DES CHOIX DIFFICILES

Le gouvernement américain doit combler le fossé béant entre la réalité et les attentes. Les stratégies de défense nationale de 2018 et de 2022 énumèrent la défense de la patrie comme la priorité absolue, mais peu a été fait pour que cet objectif soit plus qu’ambitieux. L’Américain moyen s’attend raisonnablement à ce que l’armée américaine puisse suivre non seulement le Père Noël – une joyeuse tradition pour les officiers de service du NORAD – mais toute menace potentielle dans l’espace aérien nord-américain. Pour combler cet écart, Washington doit transférer une partie des fonds des systèmes offensifs vers les systèmes défensifs et construire une gamme de nouveaux capteurs capables de détecter toutes les menaces aéroportées sur le continent.

Des capteurs améliorés sont un début nécessaire, mais une capacité à détecter les menaces seule n’est pas suffisante et ne constitue pas une défense. C’est une chose de brouiller les avions de combat pour descendre un ballon presque stationnaire et une autre de répondre à un barrage de missiles de croisière furtifs entrants. L’approche et l’équipement qui ont bien servi les États-Unis dans la défense contre une attaque terroriste aérienne depuis le 11 septembre sont mal adaptés à la défense contre un adversaire pair. Une fois la détection améliorée, les décideurs politiques doivent alors faire des choix difficiles sur ce qu’il faut protéger et comment le protéger.

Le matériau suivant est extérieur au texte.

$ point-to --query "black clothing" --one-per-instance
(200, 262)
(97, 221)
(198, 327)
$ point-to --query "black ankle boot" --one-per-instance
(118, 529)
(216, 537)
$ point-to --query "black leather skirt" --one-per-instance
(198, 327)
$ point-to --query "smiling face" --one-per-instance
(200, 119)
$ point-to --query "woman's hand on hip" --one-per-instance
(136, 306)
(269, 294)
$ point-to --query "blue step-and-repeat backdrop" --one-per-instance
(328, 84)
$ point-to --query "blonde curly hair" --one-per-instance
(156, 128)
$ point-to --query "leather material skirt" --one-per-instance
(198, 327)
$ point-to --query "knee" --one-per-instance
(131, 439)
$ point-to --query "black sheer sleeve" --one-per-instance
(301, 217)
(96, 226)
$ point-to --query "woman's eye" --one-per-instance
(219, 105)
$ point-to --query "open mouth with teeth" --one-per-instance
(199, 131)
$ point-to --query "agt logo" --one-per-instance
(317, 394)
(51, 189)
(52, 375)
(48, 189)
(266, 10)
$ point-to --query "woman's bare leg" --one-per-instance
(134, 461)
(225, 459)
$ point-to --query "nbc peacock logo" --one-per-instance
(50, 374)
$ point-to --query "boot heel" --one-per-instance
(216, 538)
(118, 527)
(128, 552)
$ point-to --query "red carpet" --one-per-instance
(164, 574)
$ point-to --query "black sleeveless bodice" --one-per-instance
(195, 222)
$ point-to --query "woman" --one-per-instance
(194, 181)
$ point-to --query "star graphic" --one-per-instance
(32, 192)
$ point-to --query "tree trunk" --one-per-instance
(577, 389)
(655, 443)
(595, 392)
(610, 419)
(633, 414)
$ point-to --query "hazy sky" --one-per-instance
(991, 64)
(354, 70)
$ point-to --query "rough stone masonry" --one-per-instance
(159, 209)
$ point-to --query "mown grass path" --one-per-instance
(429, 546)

Malheureusement, il est impossible et inabordable de placer un dôme impénétrable sur chaque centimètre carré du territoire américain. Washington devra prioriser les zones de défense et déterminer dans quelle mesure chacune sera défendue. Cette hiérarchisation doit guider les investissements et doit être basée sur l’intersection de ce qui est le plus critique pour la nation et de ce que la communauté du renseignement évalue que les adversaires ont l’intention et sont capables d’attaquer.

En un sens, Pékin a offert aux États-Unis un cadeau sous la forme d’un ballon. Ce ballon, bien que probablement inoffensif, devrait être un signal d’alarme, que les décideurs ne peuvent ignorer.